Flying foxes are the largest flying mammals in the world.  There are four native species of flying foxes on mainland Australia and three of these reside in the Gladstone region – the grey-headed, the black and the little red flying fox.  They are highly social animals living in large groups that often include more than one species. They roost / sleep in communal camps, which can be occupied permanently, seasonally or temporarily, and the number of occupants often varies throughout the year. 


All three species located in the Gladstone region are protected under the Queensland Nature Conservation Act 1992 and the grey-headed flying fox is also listed as ‘vulnerable’ under the Australian Environment Protection and Biodiversity Conservation Act 1999. It is an offence to harass, disturb or harm them.  Flying foxes provide essential services to the plants and forest ecosystems from which they get their food by pollinating flowers, and dispersing seeds.

Flying foxes and humans

 
As human land uses impact natural habitat for flying foxes, the gaps between forested areas become wider. This has resulted in flying foxes increasingly establishing new roost sites in urban areas and foraging for food in urban backyards and orchards.

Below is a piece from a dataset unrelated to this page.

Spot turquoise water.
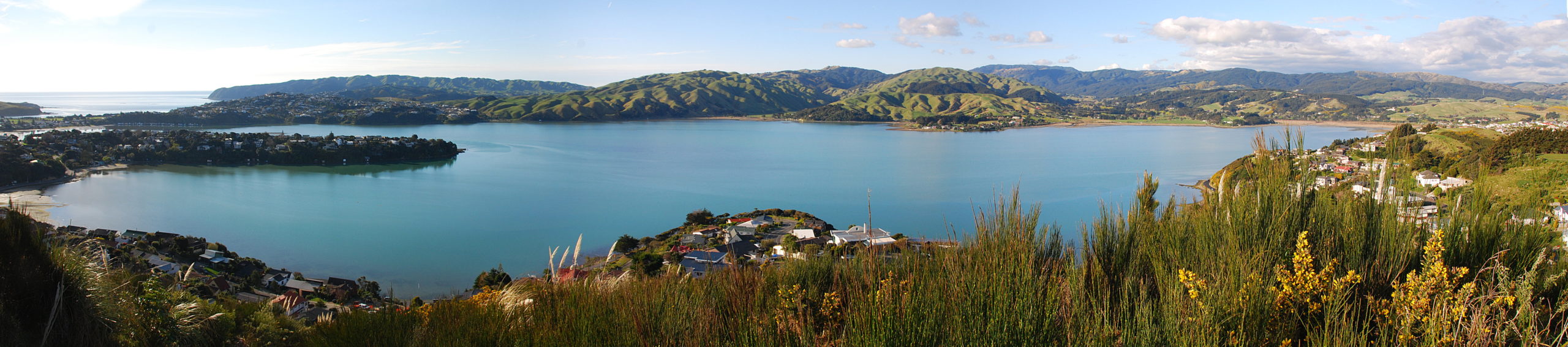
[0,91,212,116]
[47,121,1367,297]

This can bring flying foxes into conflict with people.  Flying foxes may carry bacteria and viruses which can be harmful to humans, but the risk of infection is low. 
People who are not trained and vaccinated should not handle flying foxes.

What is GPC doing about flying foxes in the parklands?


The management of roosts must be undertaken under the Queensland Nature Conservation Act 1992, which ensures acceptable welfare outcomes for flying foxes. It is an offence to harass, disturb or harm flying foxes without an approved permit.

GPC respects the important role of flying foxes in the environment and is working with a range of key stakeholders to ensure a coordinated approach to sustainably manage the situation in the Marina Parklands. We are engaging regional ecologists to develop a Flying Fox Management Plan in consultation with the Queensland Department of Environment and Science and the Gladstone Regional Council.